Ordinals and Programs

One can model specifications of "batch" programs by a set S of `states' and a function f : S -> Fam(Fam(S)) from states to families of families of states. By a batch program I mean what might variously be called a transformational program (in the terminology of Harel and Pnueli), and input output program, or a transaction. The essential thing is that the execution of the program is externally visible only to the extent that either it hasn't begun, or it has terminated. There are only `before' states and `after' states, and the latter supplants the former instantaneously, "in a trice".

I asserted that such a structure can serve as a model. To see this, ask yourself what we really want to know about something that meets the specification of a batch program. What can we use such a thing for? All we can do is run it to produce a new state, and presumably our purpose in running the program can be expressed by a predicate that expresses our goal, holding of states that we like. We need to know what predicate to establish in the `before' state so as to guarantee a given goal predicate. In other words, we need to know a predicate transformer F. The predicate transformer should be monotone. The more we know about the start state (the stronger the argument predicate P), the more we know about the `after' state (the stronger F(P). Each function f = { n(s,i,j) | j : J(s,i) | i : I(s) } provides a representation of a monotone predicate transformer in sum-of-products form

             F(P) = { s : S | exists i : I(s) . all j : J(s,i) . P(n(s,i,j)) }  .
Of course, there can be many representations of the same predicate transformer, with different I, J, and n.


What are ordinals for? They are for indexing iterations of a function, and the levels of hierarchies of well-founded objects.

There are two key properties of the von-Neumann ordinals: transitivity, and well-foundedness.

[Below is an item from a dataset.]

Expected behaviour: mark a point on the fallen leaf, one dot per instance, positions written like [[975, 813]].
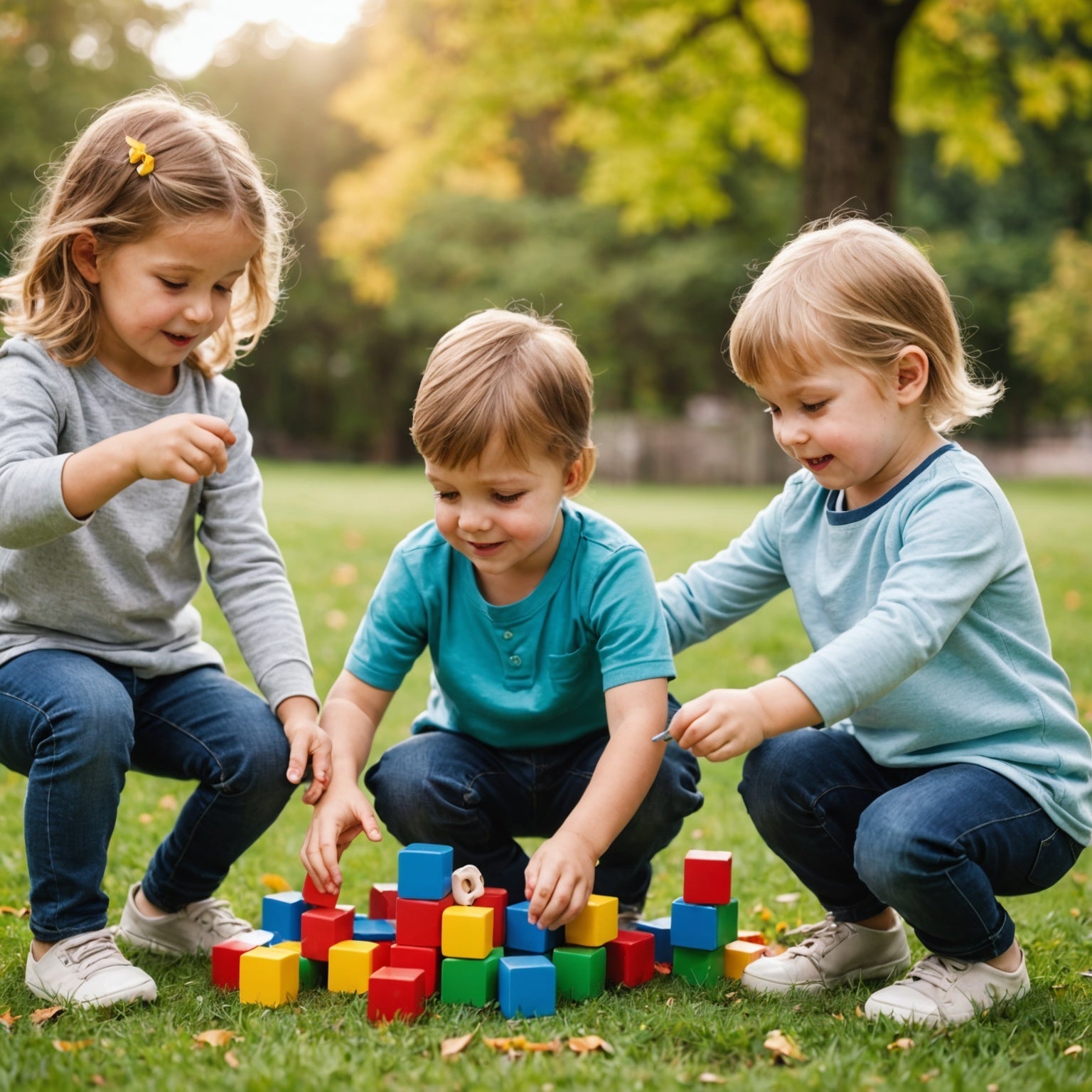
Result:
[[452, 1046], [588, 1043], [782, 1046], [215, 1037]]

By wellfounded I mean a suitable argument for definitions by recursion on the membership relation. One could also say, obedient to the foundation axiom of ZF set-theory, which is classically equivalent to the schema of induction on the membership structure. More precisely, a well-founded set is one in the intersection of all progressive classes, where a progressive class is one which holds of a set provided that it holds of all elements of that set.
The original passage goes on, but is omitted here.